Witch hazel is a shrub native to eastern North America. Its astringent properties have long been used to treat ailments such as inflammation in skin care products.
Nowadays, witch hazel can be found nestled along Larch Lane. Close to the entrance to the Stone Wall Trail, you can find the remains of an old Orchard Hadwen himself used to maintain. The witch hazel can be found in this area.
History at Hadwen
Witch hazel was present on Hadwen’s estate at least as early as 1882, although it is unclear if they were planted by Hadwen himself or germinated naturally.

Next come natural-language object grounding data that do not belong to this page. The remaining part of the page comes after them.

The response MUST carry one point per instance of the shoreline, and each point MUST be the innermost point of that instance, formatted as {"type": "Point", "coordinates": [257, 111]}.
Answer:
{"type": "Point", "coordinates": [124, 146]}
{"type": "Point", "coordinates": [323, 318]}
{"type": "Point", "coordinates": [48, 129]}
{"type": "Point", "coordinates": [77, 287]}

Detailed Species Information
Witch Hazel is a small deciduous shrub in the family Hamamelidaceae native to eastern North America. It can grow up to 20 feet (6 meters) in height often with a multi-stem form. The bark of the witch hazel can be varying shades of brown and smooth in texture. The green leaves are alternately arranged on the stem and are typically oval or egg-shaped with scalloped edges. Witch hazel blooms in fall with flowers that range in color from yellow to orange-red while the leaves turn from light greens to yellow. Witch hazel grows in a variety of habitats but prefers moist soils near stream banks and forest edges. The witch hazel is also an important plant for pollinators and supports dozens of species of caterpillars.
Witch hazel is widely used in landscaping due to its vibrant fall foliage and versatility in terms of environmental conditions. The plant is also known for its medicinal properties and has been used for centuries by Native Americans for various ailments such as inflammation. The astringent extract of witch hazel is used in a variety of products including skin care products.